Pedro Martinez believes Clark County is on track to have the highest graduation rate in the school district’s history
As Deputy Superintendent Pedro Martinez ends his one-year tenure at the Clark County School District, he points to higher graduation rates as a key achievement.
"When we started the year, we were on track for a 52 percent graduation rate," Martinez says. "As of June we're at 65 percent, and as of the end of the summer we could be as close as 70 percent. For the first time our state could be at the national average."
This year, the Clark County School District saw improvement on math and reading in state standardized tests.
Martinez is leaving to become superintendent of the Washoe County School District. He points to programs like "Reclaim Your Future" in which CCSD teachers and administrators went door-to-door to persuade dropouts to return, communicated a "we care about you" message to students.
"Our main goal was to change the attitudes of ourselves, frankly," Martinez says. “I think it's unacceptable for children to stop coming to school and we just think it's OK. ..I applaud our principals and our teachers and counselors because they stepped up and said 'you know, that's right, this isn't OK.'"
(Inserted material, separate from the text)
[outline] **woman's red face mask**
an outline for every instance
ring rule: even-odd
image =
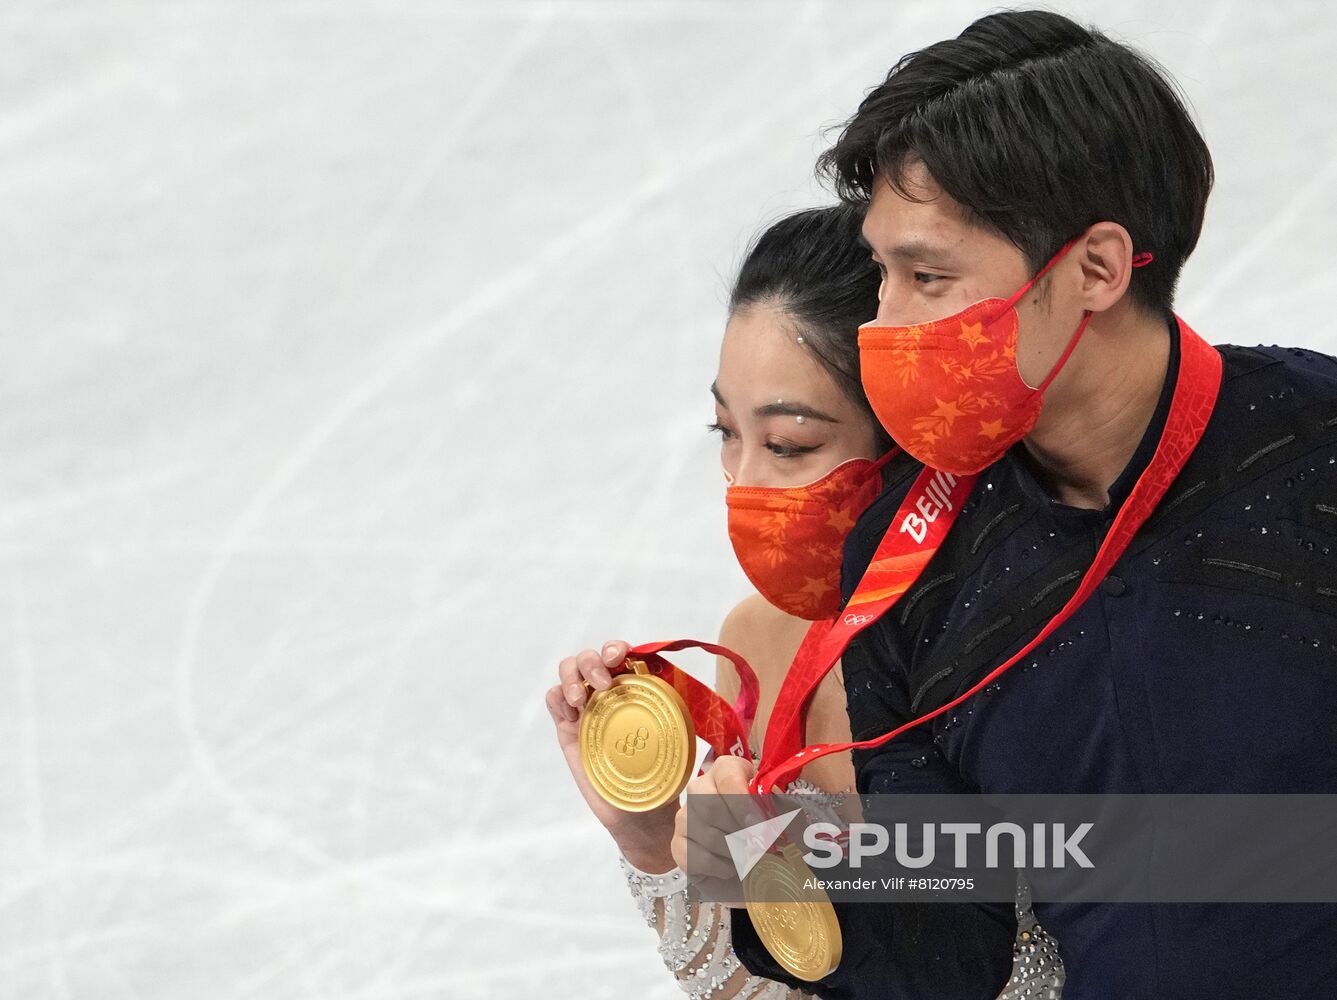
[[[729,540],[758,593],[798,618],[835,617],[845,538],[882,491],[879,472],[897,451],[852,458],[802,486],[737,486],[725,473]]]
As he heads to a new position upstate, Martinez leaves behind a school district that graduates students who aren't prepared for college.
"What we teach in 12th grade English and in Math (at CCSD), is very different than what is expected at the university or the community college level," Martinez says.
CCSD is also struggling with large class sizes and low teacher morale. In June, 400 teachers were given pink slips, one of many cuts the district has implemented to maneuver through budget shortfalls.
Martinez acknowledges chronic underfunding is an issue in Nevada.
"On a per pupil basis, Clark County spends $8K per student. Compare that to New York - New York spends over $20K per student. Boston spends well over $20K per student. DC has, per pupil, the highest spending, well over $25K per student."
Martinez has seen first-hand the difference that kind of budget can make in the lives of pupils in other states.
"They have more staff on the ground; their class sizes are smaller so they have more teachers. They have more coaches to work with teachers, literacy and math coaches and they have intervention teachers to work with children."
In Clark County, he says, all of that work falls to the teachers.
When he becomes superintendent of the Washoe County School District, Martinez along with CCSD Superintendent Dwight Jones will represent some 90% of public school students in Nevada. For this reason, Martinez believes they will have a significant voice in the Nevada Legislature when it comes to school budget issues.
"I'm looking forward to working with Dwight (Jones) as a superintendent at Washoe. How do we change the conversation at a state level about the investment in education?"